Glomerular disease is an extra-hepatic manifestation of hepatitis C virus infection (HCV) and membranoproliferative glomerulonephritis is the most frequent glomerular disease associated with HCV. It occurs commonly in patients with HCV-related mixed cryoglobulinemia syndrome. Patients with HCV-related glomerular disease have been historically a difficult-to-treat group. The therapeutic armamentarium for HCV-related glomerular disease now includes antiviral regimens, selective or non-specific immunosuppressive drugs, immunomodulators, and symptomatic agents. The treatment of HCV-associated glomerular disease is dependent on the clinical presentation of the patient. The recent introduction of all-oral, interferon (IFN)-free/ribavirin (RBV)-free regimens is dramatically changing the course of HCV in the general population, and some regimens have been approved for HCV even in patients with advanced chronic kidney disease. According to a systematic review of the medical literature, the evidence concerning the efficacy/safety of direct-acting antiviral agents (DAAs) of HCV-induced glomerular disease is limited. The frequency of sustained virological response was 92.5% (62/67).

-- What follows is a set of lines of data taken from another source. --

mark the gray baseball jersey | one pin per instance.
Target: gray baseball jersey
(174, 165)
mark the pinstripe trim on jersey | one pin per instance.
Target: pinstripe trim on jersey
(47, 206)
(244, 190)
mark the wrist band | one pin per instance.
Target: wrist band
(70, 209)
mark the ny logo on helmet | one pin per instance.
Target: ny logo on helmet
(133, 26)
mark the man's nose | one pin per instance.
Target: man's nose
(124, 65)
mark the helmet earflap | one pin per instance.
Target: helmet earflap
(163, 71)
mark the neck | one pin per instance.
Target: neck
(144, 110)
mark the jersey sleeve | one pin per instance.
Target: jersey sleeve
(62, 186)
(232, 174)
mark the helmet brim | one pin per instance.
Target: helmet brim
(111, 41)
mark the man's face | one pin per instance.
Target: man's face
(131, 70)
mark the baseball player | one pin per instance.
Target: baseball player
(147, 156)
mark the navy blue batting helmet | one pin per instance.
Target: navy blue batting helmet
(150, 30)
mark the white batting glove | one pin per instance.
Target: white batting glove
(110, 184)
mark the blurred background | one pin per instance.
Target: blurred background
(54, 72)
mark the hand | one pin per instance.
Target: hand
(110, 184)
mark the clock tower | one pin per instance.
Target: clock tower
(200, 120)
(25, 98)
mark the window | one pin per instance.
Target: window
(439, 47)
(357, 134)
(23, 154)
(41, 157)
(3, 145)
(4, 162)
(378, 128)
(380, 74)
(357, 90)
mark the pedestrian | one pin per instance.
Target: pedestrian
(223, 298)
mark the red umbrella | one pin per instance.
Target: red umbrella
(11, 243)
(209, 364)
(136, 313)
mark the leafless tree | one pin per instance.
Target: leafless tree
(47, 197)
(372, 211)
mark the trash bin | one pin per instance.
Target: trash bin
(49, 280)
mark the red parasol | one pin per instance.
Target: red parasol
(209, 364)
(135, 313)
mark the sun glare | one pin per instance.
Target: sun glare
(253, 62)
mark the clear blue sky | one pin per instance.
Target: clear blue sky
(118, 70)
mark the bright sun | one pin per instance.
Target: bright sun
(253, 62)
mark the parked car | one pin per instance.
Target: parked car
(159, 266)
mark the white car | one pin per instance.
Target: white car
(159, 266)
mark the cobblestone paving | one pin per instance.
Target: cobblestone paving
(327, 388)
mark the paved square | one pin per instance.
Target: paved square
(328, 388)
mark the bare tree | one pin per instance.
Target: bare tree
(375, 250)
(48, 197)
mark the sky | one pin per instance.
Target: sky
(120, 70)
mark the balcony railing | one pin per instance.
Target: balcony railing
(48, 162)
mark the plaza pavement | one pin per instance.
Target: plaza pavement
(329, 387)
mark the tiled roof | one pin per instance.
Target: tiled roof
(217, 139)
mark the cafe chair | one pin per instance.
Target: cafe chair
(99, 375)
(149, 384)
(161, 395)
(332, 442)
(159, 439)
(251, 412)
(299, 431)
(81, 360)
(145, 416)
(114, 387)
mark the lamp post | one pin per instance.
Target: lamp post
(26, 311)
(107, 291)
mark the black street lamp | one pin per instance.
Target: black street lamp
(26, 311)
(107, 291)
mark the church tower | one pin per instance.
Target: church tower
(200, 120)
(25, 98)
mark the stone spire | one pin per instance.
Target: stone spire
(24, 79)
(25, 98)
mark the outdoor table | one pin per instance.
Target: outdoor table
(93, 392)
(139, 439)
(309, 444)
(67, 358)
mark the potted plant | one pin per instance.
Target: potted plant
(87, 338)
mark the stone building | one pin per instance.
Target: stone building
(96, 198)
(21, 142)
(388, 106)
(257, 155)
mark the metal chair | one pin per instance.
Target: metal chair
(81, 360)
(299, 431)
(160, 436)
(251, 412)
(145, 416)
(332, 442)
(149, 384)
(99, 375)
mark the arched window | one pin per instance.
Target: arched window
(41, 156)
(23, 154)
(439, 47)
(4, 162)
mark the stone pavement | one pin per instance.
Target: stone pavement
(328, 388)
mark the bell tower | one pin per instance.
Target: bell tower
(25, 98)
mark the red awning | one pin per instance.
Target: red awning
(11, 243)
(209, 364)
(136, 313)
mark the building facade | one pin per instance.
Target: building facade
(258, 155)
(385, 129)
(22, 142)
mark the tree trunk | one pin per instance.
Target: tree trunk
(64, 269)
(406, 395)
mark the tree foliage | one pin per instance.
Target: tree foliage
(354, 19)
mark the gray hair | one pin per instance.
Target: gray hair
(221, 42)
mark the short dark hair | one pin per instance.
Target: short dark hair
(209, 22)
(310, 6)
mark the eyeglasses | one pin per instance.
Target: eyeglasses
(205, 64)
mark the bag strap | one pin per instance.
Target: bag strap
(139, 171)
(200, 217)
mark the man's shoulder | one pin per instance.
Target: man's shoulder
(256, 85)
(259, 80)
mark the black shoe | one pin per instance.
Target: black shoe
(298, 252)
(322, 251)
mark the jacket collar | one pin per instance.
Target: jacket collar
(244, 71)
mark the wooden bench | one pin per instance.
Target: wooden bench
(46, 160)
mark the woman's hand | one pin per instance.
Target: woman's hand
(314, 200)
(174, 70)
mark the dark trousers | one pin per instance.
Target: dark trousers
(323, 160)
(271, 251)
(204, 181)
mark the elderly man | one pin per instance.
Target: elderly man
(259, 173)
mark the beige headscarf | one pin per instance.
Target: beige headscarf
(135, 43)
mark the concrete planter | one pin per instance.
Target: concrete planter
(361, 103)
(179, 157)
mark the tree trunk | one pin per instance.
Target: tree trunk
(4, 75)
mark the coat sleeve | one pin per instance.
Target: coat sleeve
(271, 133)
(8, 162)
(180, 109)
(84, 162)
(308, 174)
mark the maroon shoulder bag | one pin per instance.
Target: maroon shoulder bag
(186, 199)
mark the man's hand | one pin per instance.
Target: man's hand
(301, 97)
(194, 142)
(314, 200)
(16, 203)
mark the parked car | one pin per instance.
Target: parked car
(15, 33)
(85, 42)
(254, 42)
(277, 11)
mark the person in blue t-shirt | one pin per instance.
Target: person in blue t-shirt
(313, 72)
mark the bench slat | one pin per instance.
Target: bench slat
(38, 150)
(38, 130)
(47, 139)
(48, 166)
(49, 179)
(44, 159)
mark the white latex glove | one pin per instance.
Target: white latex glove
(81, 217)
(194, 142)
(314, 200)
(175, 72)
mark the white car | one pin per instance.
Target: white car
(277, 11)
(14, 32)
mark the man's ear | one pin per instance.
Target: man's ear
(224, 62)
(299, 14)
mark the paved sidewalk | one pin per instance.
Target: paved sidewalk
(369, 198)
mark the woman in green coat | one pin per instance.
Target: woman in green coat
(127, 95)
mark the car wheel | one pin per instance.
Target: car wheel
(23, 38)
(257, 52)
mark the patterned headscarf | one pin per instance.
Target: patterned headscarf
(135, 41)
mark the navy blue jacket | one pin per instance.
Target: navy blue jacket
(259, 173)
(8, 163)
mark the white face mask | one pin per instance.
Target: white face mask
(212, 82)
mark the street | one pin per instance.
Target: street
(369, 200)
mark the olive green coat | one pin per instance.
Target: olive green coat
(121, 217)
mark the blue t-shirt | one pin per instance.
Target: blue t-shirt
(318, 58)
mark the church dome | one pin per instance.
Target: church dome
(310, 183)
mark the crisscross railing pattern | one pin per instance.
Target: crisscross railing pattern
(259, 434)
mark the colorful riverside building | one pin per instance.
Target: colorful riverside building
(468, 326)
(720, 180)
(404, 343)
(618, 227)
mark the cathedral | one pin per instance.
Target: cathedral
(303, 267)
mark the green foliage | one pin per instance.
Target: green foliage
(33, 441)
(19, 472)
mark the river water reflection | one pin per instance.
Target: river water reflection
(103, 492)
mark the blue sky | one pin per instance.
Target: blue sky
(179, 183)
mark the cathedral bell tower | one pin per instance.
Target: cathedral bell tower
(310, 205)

Full or partial clinical remission was demonstrated in many patients (n
= 46, 68.5%) after DAAs. There were no reports of deterioration of kidney function in patients on DAAs. Many patients (n
= 29, 43%) underwent immunosuppression while on DAAs. A few cases of new onset or relapsing glomerular disease in patients with HCV successfully treated with DAAs have been observed. In summary, DAA-based combinations are making easier the management of HCV. However, patients with HCV-induced glomerular disease are still a difficult-to-treat group even at the time of DAAs.